This blog post might help https://blog.torproject.org/blog/experimental-defense-website-traffic-fingerprinting it's not specifically on correlation/timing attacks but it contains the following sentence:
the researchers point out that a Firefox addon that simply performs background HTTP requests concurrent to normal user activity was enough to foil their classifier.

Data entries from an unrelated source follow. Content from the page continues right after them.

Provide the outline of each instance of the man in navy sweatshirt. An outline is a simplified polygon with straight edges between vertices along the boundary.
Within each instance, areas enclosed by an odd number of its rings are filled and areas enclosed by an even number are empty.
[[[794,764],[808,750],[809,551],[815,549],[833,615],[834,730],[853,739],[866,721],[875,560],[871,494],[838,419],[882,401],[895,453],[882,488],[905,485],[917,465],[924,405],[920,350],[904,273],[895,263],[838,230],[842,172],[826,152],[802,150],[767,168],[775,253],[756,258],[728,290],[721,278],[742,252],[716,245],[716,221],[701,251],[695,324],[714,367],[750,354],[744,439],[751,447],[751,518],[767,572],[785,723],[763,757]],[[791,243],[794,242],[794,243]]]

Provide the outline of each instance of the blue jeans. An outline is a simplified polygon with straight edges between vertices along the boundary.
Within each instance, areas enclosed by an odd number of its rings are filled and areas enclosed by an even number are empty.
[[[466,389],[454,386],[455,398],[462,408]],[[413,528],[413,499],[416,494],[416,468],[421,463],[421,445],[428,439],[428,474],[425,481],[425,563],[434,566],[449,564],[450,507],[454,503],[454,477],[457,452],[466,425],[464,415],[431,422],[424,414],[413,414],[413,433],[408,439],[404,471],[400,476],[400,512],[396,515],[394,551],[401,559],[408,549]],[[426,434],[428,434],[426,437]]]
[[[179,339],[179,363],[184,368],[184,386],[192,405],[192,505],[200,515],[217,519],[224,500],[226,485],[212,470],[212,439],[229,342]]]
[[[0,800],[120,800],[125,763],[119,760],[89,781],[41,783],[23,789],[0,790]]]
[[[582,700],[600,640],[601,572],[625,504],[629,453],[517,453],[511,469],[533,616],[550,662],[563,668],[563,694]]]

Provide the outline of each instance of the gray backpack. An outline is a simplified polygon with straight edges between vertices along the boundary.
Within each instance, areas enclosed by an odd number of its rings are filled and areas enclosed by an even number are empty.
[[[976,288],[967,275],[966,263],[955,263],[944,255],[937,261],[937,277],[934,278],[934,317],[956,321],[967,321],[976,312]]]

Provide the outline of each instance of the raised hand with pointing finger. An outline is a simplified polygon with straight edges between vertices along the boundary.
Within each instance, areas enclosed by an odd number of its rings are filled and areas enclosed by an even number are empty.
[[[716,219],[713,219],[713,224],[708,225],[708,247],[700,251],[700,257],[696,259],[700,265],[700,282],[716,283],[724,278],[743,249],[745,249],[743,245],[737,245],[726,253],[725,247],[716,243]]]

I did some digging to see if I could find such an add-on and I found this. http://www.instructables.com/id/How-to-generate-fake-traffic-using-the-Tor-Browser/
Using the Tor Browser go to the following Mozilla plug-in recourse center and download the reload every plug-in:
I went to the add-on page and typed in "reload every" and it was the first result. I haven't tried it yet but you can set a time (the minimum seems to be 5 seconds) and the add-on will reload the current page every set number of seconds. Opening something like Wikipedia in tab 1 and reloading every 5 seconds while you use other tabs for the tor traffic you are trying to protect seems like a decent way to use this. If you want to generate more traffic you should be able to make the add-on reload several tabs at the same time.
Not sure if this is exactly what you are looking for but if it works like I expect, it should fall under the category of the "replay traffic going through Tor" part of your question. I couldn't find the name of the add-on that the blog post was referring to but perhaps there is an even better add-on that I didn't find.